First of all, thanks for the tip on how to have different sizes of train/test data — that works.

However, I am crying because the vector-form thing didn’t actually work… I believe that before it seemed to have worked because I reduced the size of X_train so much that doing by_hand or X @ beta would have around the same speed.

Now, again, its taking around 120 sec for the by_hand approach while it takes ~18min for the X @ beta. Maybe is because of the BLAS thing; please see below my remarks.

According to the benchmark given by check_blas.py for openblas/8 on a i7 950 it took 3.70s for “10 executions of gemm in float64 with matrices of shape 2000x2000”; while mine took around 10s for 10 executions of gemm with matrices of shape 5000x5000. So it seems to me that the timing is OK(?) Given that i7 950 is a bit worse than my AMD Ryzen 7 5800H and the matrices I tested were 2.5x bigger.

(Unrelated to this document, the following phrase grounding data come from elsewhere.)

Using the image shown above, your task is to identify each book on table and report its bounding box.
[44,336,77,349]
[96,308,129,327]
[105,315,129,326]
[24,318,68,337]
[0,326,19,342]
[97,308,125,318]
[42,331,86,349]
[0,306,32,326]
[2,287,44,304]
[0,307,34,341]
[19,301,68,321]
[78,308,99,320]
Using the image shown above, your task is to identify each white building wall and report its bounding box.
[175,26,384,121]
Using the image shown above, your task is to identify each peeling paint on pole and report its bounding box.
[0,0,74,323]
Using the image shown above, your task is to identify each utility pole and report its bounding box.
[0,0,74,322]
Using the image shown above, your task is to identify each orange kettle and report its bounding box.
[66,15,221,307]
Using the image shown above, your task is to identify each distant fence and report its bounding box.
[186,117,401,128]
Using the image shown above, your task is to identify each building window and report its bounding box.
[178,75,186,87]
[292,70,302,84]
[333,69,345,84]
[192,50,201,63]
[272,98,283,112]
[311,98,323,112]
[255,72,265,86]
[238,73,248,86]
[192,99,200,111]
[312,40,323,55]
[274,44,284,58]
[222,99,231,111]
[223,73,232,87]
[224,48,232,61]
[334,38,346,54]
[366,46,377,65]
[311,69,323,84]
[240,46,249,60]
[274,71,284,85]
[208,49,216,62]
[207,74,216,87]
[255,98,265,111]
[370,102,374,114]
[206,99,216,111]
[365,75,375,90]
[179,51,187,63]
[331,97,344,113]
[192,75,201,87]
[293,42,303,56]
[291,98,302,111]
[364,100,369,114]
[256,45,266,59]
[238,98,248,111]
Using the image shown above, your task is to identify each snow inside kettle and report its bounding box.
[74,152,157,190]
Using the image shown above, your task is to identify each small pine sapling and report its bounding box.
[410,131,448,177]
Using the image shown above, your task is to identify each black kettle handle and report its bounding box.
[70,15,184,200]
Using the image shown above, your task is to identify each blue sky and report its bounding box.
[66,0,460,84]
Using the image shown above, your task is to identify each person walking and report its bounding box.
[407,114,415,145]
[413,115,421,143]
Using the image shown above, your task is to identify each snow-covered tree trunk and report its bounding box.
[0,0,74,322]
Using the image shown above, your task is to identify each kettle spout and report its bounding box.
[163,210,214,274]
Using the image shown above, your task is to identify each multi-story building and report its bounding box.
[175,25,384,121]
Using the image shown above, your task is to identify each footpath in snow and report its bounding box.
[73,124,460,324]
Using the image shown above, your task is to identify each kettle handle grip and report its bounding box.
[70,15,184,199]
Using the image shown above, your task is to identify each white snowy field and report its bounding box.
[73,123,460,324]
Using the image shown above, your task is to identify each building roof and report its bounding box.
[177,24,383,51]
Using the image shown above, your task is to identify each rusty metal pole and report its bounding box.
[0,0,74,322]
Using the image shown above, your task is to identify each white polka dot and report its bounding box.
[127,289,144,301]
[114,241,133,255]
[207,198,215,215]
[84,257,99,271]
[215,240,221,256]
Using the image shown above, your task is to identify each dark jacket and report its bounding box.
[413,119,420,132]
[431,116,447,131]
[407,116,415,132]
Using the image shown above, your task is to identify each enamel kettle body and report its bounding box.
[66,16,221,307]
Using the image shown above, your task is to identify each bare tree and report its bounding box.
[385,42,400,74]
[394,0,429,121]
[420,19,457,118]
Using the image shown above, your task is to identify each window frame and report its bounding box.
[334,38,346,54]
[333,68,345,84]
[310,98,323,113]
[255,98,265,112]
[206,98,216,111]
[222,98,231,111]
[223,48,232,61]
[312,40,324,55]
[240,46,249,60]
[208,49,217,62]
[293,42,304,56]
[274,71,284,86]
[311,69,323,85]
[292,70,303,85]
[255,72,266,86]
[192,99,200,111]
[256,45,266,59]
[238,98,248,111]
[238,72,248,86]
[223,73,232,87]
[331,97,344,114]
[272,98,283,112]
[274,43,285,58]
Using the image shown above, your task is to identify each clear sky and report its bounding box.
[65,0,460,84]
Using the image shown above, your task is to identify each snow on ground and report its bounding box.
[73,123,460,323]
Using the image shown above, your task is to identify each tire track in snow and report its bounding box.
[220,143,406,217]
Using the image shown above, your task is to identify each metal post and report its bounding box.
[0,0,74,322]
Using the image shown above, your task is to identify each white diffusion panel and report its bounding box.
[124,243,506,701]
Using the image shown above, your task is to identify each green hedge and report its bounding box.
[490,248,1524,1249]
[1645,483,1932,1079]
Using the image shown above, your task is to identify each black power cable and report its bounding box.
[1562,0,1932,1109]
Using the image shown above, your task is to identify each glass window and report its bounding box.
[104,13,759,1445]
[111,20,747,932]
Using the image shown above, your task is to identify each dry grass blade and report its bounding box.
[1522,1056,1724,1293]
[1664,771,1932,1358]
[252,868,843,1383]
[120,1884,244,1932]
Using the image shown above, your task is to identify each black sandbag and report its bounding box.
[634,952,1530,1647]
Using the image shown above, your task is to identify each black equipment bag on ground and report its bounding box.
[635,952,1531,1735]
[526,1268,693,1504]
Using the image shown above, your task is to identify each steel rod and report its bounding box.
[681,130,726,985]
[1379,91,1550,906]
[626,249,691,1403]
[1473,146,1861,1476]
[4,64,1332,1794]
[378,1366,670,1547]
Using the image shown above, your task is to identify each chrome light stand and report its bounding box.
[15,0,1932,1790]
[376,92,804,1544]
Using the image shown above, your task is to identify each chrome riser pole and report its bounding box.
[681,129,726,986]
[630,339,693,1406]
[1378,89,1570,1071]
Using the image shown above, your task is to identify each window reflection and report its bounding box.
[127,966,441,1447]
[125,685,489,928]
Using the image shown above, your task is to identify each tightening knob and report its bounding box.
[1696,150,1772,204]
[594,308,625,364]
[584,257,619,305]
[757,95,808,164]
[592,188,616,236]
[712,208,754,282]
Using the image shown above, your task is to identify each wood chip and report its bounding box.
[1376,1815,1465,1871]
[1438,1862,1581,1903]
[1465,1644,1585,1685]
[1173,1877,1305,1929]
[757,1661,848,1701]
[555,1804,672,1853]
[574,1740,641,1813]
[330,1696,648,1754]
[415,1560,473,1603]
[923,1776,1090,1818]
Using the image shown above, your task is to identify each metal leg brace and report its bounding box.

I do not have this flag, the only flag I have is -lblas. Should I install MKL? (even though my CPU is AMD?) Or should I install AML?

-------------------------------EDIT-------------------------------
I have upgraded my pymc to pymc>=5.0.0 and installed MKL. It looks like the vector form now is working properly but I’ll test it a few more times before I say for sure. It is worth mentioning that now doing the BLAS tests with both aesara and pytensor still doesn’t show the -lmkl_rt flag; and both tests take the same ~10 sec.

But now I get a lot of different warnings when importing and using pymc. Nonethless, I believe the main question of this thread have been answered and I’ll create a new thread with my other questions regarding MKL/BLAS and all these warnings.

Thanks once again for your very helpful assistance.